A story that illustrates an intention akin to the one Buckley hints at was present in the divine plan. The Chassidic master R. Schneur Zalman of Liadi had a rare book in his library on whose cover he had written, “A curse in this world and the next on any who read this book without permission.” One day, there was a terrible fire that consumed many books in the rabbi’s library, including this volume. With tears and with desperate hope, he ran to his son and successor and asked him to help him recreate that book from memory. His son said, “Father, you warned of a curse for any who would dare to look into that book.

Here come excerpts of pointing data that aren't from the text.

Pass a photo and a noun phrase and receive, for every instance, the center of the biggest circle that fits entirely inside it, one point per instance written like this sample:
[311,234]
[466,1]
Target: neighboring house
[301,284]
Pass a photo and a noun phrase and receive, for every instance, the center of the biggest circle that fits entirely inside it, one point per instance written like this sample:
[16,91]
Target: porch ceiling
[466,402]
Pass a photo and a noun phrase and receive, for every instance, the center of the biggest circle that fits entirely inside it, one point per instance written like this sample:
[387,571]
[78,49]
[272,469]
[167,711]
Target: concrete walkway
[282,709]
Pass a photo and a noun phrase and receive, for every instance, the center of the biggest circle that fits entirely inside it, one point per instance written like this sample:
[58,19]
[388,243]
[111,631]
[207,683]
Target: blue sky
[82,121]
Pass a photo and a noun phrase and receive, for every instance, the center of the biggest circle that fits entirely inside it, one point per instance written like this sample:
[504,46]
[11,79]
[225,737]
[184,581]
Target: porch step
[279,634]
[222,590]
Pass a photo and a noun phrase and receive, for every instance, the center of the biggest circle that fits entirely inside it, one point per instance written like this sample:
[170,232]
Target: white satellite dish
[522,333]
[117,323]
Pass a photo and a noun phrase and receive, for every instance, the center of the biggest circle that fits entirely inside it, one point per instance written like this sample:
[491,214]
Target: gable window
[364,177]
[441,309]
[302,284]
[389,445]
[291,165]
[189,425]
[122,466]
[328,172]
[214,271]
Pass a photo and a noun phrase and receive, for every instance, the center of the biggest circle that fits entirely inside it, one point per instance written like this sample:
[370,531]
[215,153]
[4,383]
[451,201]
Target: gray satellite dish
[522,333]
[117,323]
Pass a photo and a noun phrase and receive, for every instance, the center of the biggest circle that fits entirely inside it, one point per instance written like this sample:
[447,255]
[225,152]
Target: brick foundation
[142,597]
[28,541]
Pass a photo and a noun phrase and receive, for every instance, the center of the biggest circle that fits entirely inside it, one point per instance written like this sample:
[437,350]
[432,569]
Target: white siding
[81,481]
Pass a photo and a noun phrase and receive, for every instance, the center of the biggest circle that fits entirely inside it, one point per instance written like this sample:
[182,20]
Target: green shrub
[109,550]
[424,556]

I obeyed you.” The bereft father asked his son, “Surely such a book would have been worth the curse?”

Curiosity is what moves us from a static view of the world to one in which every human is capable of adding on, of being a partner in a divine challenge to exceed. And most of all, it makes us exceed a jaded view of humanity in which the Other is fundamentally threatening in his difference and so must be avoided — or eliminated.

Curiosity instead leads Buckley to explore that wide flow of religious humanism that has been so ignored by the ignorant hijackers of modern culture, who in reducing religious traditions to caricatures have savaged the deepest wells of our human experience and weakened the bonds that have held us together even in our differences.

When Ken Kesey wrote publicly of how he found daily study of the Bible indispensable, this awakened something in me, a Jew who had let loose most of the ties of his own tradition. Studying Scripture and then the teachings of those who passed down the Scriptures along with their context, the lesson that Buckley traces through all our culture opened before me in rabbinic texts. Thus the rabbis of antiquity cautioned, “One too shy to ask and to challenge cannot learn; one too strict cannot teach.”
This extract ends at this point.